Radio Frequency Identification or RFID is a broad term that is used for classifying technologies that use radio waves to automatically recognize objects and people (Greene, 2005). This radical concept came into existence in 1940s (Landt, 2001), when it was first used in World War II by British aircrafts to identify friendly airplanes returning from their missions. RFD has the ability to track signals and store data, which helped its commercialisation through RFID tags -- small silicon microchips, which may be as small as a half a millimetre square, attached to antennae and can be placed anywhere (Taghaboni-Dutta, Velthouse, 2006). RFID tags are able to store unique serial numbers and other information, which can be read by readers a few or hundreds of meters away.

For the manufacturing industry, RFID was an evolution from bar coding technologies. While bar coding required line of sight, requiring a scanner to see the code - so as to read it, RFID systems did not require the line of sight (Greene, 2005). RFID improved the efficiency of the supply chain management simply by its ability to track goods from the factory to retail stores. Fisher and Monahan (2008) contend that RFID systems draw upon their successful utilisation in manufacturing and retail environments – for more efficient management of resources in organisations; and they drew upon their military applications to offer potential for heightened identification functions.

Hospitals globally began to realise the benefits of adopting RFID into their operations, to enhance efficiency and provide better services, in the last decade (Cavoukian, 2008; Cangialosi, Monaly, Yang, 2007). RFID systems has been trialled to track medical equipment and supplies more efficiently, enabling the authenticity and administration of drugs, and improving patient safety via the use of RFID bracelets. Hospitals are interested particularly in tracking high value equipment, and frequently used equipment, to optimise their utilisation in emergency settings such as surgeries (Nagy et al., 2006).

The rationale for RFID adoption was quite simple.
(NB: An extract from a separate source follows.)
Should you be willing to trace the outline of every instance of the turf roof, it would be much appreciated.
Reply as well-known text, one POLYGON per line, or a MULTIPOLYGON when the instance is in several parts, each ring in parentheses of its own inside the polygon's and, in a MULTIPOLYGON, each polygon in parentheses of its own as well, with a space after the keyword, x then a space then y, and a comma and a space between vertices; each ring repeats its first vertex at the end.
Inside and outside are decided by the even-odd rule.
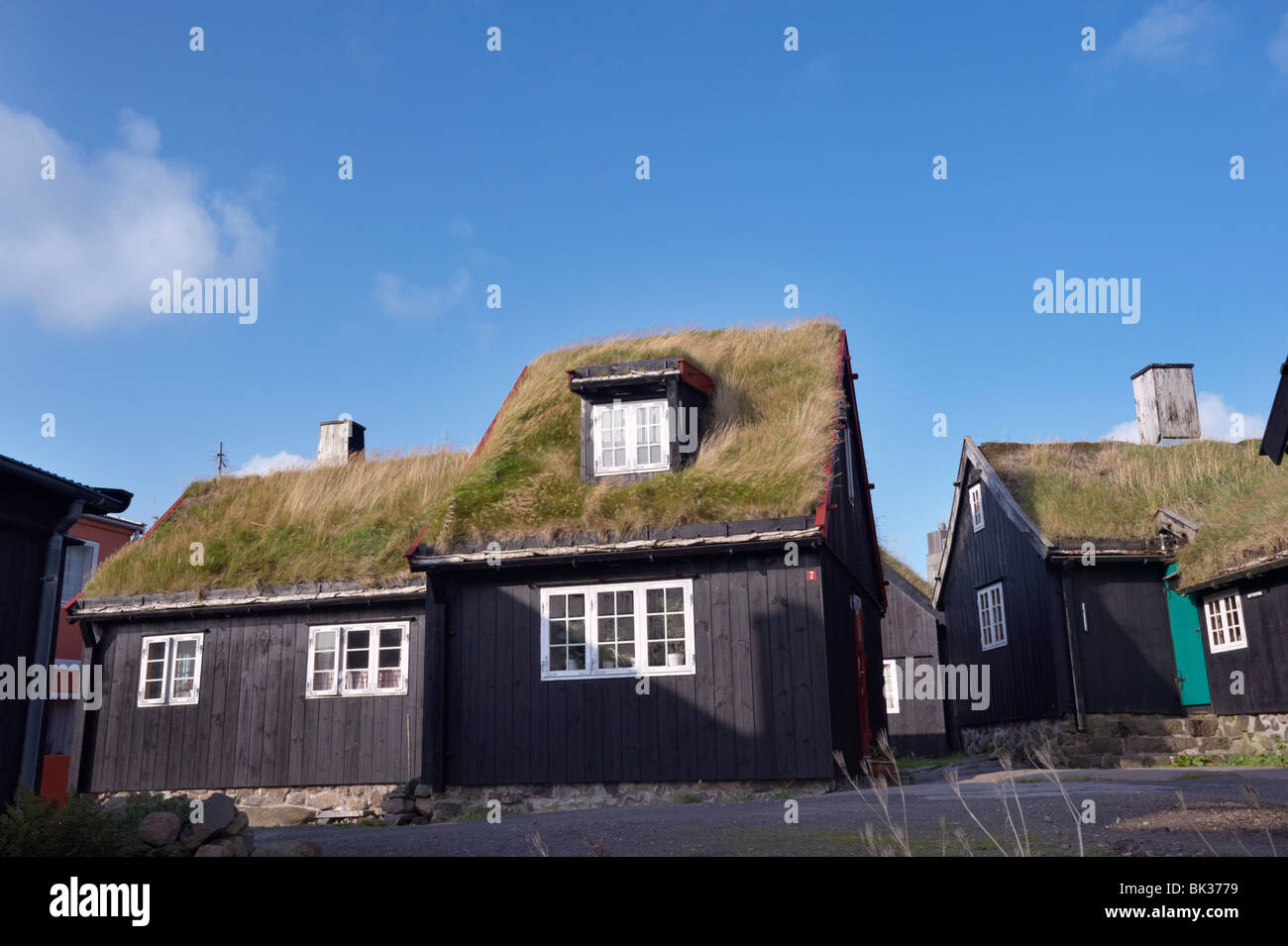
POLYGON ((595 340, 528 366, 473 457, 439 450, 270 476, 201 480, 82 597, 408 580, 403 553, 811 514, 841 409, 832 319, 595 340), (581 398, 568 368, 683 357, 716 381, 697 457, 630 484, 581 481, 581 398), (422 529, 424 528, 424 529, 422 529), (192 542, 205 565, 189 564, 192 542))
POLYGON ((1288 467, 1257 440, 1172 447, 980 444, 1011 496, 1052 541, 1148 539, 1159 508, 1199 525, 1177 555, 1181 584, 1288 550, 1288 467))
In the dynamic world today, hospitals are finding it increasingly complex to provide care to an adequate standard, due to resource constraints (Hoskins, 2006). Surgical procedures are delayed due to missing high end critical equipment or regularly used assets, as well as clinician time spent on tracking them. In an emergency, it is not uncommon to find doctors and nurses hunting for an IV stand or defibrillator, although the hospital may have numerous supplies. Large hospitals spend significantly on stocking equipment that is used frequently. Yet, medical staff spend hours searching for patient care assets, including medical devices (such as infusion pumps, portable x-ray machines and patient monitoring devices), as well as other mobile assets such as wheelchairs, laptops, stretchers and gurneys.

Poor utilisation and slow device cycle times cause many high-value assets to go underutilised while these hospitals continue to overspend on new and rental assets (Hoskins, 2006). Meanwhile, nurses sacrifice time with patients (especially in surgeries) to seek equipment they need and maintenance staff lose productive hours searching for specific items that need maintenance. As a result, the efficiency of processes in the hospitals reduce, costs and complexities continue to rise (Hoskins, 2006, Nagy et al., 2006). Managing the processes efficiently, enhancing quality of care and controlling costs are seen as the rationale for adopting RFID systems.